光が表面を散乱せずに伝わる新しいフォトニック結晶を発見

シリコンのみで実現可能 半導体技術との融合で新機能開発に期待

2015.06.08


国立研究開発法人 物質・材料研究機構

NIMS MANAのグループは、光の透過や屈折を制御するフォトニック結晶において、光を含む電磁波が、表面のみを散乱することなく伝わる新しい原理を解明しました。

概要

  1. 国立研究開発法人 物質・材料研究機構 国際ナノアーキテクトニクス研究拠点 (MANA) の古月 暁主任研究者と呉 龍華 (ウー ロンファ) NIMSジュニア研究員のグループは、光の透過や屈折を制御するフォトニック結晶において、光を含む電磁波が、表面のみを散乱することなく伝わる新しい原理を解明しました。蜂の巣状に配列された絶縁体や半導体の円柱 (ナノロッド) の位置をわずかに調整するだけで、電磁波は結晶の角の部分や欠陥にも散乱されることなく伝わります。この性質は、シリコン等の半導体だけでも得られるため、現在広く普及している半導体技術による情報処理と優れた情報伝播機能との融合によって、新規機能の開発に繋がることが期待されます。
  2. 近年、物質の表面だけに特別な性質が現れるトポロジカル特性を持つ物質の研究が、活発に行われています。フォトニック結晶においても、通常は光が結晶内を通過する際に欠陥などによって散乱してしまいますが、トポロジカル特性を実現することで、散乱することなく光の透過を制御することができ、光による効率のよい情報伝播機能を実現することが期待されています。しかし、トポロジカル特性をもつフォトニック結晶を作るためには、特殊な材料が必要とされていました。
  3. 本研究グループは、複雑な物質や構造を一切使わずに、蜂の巣格子に配列した絶縁体や半導体のナノロッドの位置を調整するだけで、トポロジカル特性をもつフォトニック結晶が実現できる新しい原理を発見しました。位置調整によってできたナノロッドの六角形クラスターには、スピンという従来電子にしかない特徴をもつ電磁波が現れます。その結果、六角形クラスター同士の間隔を小さくすれば、フォトニック結晶でトポロジカル特性が発現することが理論的に明らかになりました。
  4. ナノロッドの素材としてシリコンが使えるため、既存のエレクトロニクス技術との融合により、新規機能や新規デバイスの研究開発に新しい展開が期待されます。
  5. 本研究は一部、文部科学省科学研究費補助金の新学術領域研究「対称性の破れた凝縮系におけるトポロジカル量子現象」からも援助を得ています。本研究成果は、米国物理学会の論文誌Physical Review Letters誌にて2015年6月3日 (現地時間) にオンラインで掲載されました。

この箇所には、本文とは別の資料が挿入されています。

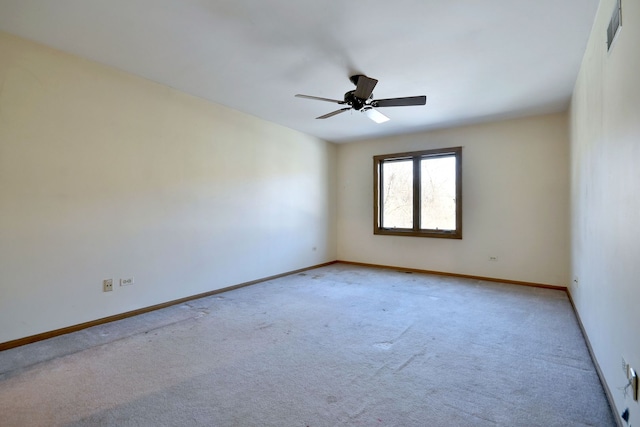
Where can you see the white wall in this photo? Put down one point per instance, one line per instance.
(605, 201)
(515, 203)
(107, 175)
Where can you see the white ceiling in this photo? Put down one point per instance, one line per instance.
(475, 60)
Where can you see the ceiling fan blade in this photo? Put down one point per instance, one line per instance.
(320, 99)
(333, 113)
(400, 102)
(365, 87)
(375, 115)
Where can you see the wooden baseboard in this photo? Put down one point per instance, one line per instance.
(605, 386)
(74, 328)
(464, 276)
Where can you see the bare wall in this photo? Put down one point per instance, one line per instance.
(107, 175)
(515, 202)
(605, 202)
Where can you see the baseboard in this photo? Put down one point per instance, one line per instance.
(464, 276)
(74, 328)
(605, 386)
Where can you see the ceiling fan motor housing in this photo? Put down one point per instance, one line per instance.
(355, 102)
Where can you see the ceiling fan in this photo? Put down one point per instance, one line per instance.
(360, 99)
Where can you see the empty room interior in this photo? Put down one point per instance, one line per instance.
(209, 194)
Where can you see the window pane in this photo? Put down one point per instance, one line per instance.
(397, 193)
(438, 193)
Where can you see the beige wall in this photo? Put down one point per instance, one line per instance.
(605, 170)
(515, 203)
(107, 175)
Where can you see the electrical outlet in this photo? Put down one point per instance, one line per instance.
(127, 282)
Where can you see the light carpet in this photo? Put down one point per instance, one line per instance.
(340, 345)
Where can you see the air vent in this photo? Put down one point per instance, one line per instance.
(614, 24)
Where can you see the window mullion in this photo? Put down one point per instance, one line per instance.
(416, 194)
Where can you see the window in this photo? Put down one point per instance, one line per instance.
(419, 193)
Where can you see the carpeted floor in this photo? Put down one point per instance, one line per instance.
(336, 346)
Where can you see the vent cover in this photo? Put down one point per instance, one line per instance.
(614, 24)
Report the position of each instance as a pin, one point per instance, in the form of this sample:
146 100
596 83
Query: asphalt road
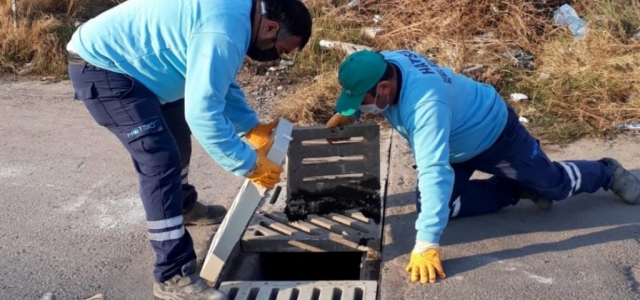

「プレスリリースの図2 :  上段 : 蜂の巣格子に並んだ円柱からなるフォトニック結晶を上からみた場合の模式図。最隣接した円柱を六角形クラスターに区分けしたうえ、形状とサイズを一定にしたまま、六角形クラスター同士の間隔を、蜂の巣格子 (中列) から、伸ばした場合 (左列) と縮めた場合 (右列) に得られるフォトニック結晶。下段 : それぞれの場合に対応するフォトニック結晶の波数と周波数の関係。但し、a0は六角形の中心から計った六角形クラスター間の距離で、Rは六角形の一辺の長さである。」の画像

プレスリリースの図2 :  上段 : 蜂の巣格子に並んだ円柱からなるフォトニック結晶を上からみた場合の模式図。最隣接した円柱を六角形クラスターに区分けしたうえ、形状とサイズを一定にしたまま、六角形クラスター同士の間隔を、蜂の巣格子 (中列) から、伸ばした場合 (左列) と縮めた場合 (右列) に得られるフォトニック結晶。下段 : それぞれの場合に対応するフォトニック結晶の波数と周波数の関係。但し、a0は六角形の中心から計った六角形クラスター間の距離で、Rは六角形の一辺の長さである。